One perfectly valid use-case that's brought up fairly often is data anonymization.
Say you are running a continuous backup of your production environment and you wish to make a copy of it (ie. restoring it) to your dev environment while stripping away identifying fields about your customers. This implies that Kannika Armory needs to be able to make sense of a record's payload and apply an arbitrary transformation to it. The payload could be anything: json, protobuf, custom binary format... It's impossible to foresee all cases. The only way to be able to handle all situations is to support loading and running arbitrary code the user provides. A plugin system is needed.
Ways to implement a plugin system
Kannika Armory is distributed as a native binary and there are only a handful of ways to load and execute user-supplied code at runtime, each with its advantages and drawbacks.

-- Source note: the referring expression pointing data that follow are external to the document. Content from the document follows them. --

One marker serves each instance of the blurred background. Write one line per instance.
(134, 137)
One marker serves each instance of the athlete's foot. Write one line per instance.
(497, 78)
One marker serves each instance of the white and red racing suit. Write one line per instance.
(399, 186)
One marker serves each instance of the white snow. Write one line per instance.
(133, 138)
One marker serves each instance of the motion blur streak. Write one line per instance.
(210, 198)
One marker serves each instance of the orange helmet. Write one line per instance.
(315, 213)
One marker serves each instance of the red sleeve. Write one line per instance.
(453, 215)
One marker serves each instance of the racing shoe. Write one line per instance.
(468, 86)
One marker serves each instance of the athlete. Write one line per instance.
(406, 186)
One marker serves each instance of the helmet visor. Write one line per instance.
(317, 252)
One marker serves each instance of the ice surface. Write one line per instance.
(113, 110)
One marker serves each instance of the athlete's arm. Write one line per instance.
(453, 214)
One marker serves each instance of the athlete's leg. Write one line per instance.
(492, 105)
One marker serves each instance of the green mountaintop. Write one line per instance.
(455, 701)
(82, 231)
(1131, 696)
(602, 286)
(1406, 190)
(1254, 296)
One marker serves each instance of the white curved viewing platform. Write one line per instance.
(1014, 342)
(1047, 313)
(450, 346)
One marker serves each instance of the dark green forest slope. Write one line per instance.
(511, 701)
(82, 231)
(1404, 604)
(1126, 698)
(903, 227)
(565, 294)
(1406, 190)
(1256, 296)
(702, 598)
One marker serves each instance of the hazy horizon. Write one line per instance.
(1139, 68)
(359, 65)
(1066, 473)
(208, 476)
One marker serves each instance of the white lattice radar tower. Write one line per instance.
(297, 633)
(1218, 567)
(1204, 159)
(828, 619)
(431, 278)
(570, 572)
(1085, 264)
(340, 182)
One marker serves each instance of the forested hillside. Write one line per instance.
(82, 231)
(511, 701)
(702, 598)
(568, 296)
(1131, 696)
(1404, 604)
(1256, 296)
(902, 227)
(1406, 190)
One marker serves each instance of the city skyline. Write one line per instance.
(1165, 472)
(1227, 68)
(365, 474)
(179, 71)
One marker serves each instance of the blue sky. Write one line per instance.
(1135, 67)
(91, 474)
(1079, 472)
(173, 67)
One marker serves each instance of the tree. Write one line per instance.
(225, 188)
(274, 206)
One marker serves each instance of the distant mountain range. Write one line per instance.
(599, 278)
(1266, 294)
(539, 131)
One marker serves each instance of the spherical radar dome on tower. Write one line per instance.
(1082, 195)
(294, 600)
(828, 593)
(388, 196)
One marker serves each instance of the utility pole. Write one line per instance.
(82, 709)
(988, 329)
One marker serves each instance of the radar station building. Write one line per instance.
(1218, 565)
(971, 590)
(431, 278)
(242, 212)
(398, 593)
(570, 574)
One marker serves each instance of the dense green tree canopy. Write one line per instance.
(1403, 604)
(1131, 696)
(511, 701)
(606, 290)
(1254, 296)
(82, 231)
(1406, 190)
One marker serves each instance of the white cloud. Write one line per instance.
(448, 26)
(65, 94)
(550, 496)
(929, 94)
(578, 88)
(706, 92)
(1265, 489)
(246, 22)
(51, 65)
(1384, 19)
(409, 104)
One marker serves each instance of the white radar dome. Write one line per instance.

One of them is embedding an interpreter in your application such as Lua or Python. Users would write a transform(record) -> record
function and the interpreter would run that code. This is a simple and battle-tested solution that has been implemented in many products (nginx, blender, ...) but embedding every runtime into the software is not practicable. A choice has to be made, thus restricting languages that can be used to implement plugins to the runtimes that are embedded. This option also involves a lot of explicit serialization/deserialization from both the host and the guest to pass the record back and forth.
Another solution would be to accept plugins in the form of a native shared library. In this case, the C ABI (Application Binary Interface) becomes the common denominator. Interoperability with C is well supported in many languages but as anyone who has ever written bindings to a C library would know, producing such a library is not for the faint-hearted, and coming up with a good serialization strategy to pass data between language boundaries is also necessary in this case. Moreover, you might face incompatibilities between platforms (cross-compilation might be required), and the plugin would live in the same memory space as the host application, therefore a plugin misbehaving might crash the whole software.
hat's how plugin systems in native applications are commonly implemented.
One other way that addresses the main shortcomings of the two previous ideas is using a new development in the WebAssembly (Wasm) space called the WebAssembly Component Model.
Why The WebAssembly Component Model ?
WebAssembly is a fairly recent technology that defines a portable binary format for code that could be run in a web browser at near-native execution speed. As support for Wasm grew, developers were no longer constrained to using Javascript to implement complex logic on web pages. Instead, they could now implement it as a library using their preferred language, (pre-)compile it to Wasm, and invoke it in the client's browser with only a thin Javascript layer.
The properties of WebAssembly, however, make it very interesting beyond just the web, and stand-alone WebAssembly runtimes (Wasmtime, Wasmer, Wazero, ...) have emerged, allowing people to run Wasm code outside of the browser. If you embed such a runtime into your software, then you have the means to load and run arbitrary code, in a sandbox, to customize the software's behavior. ie. a plugin system.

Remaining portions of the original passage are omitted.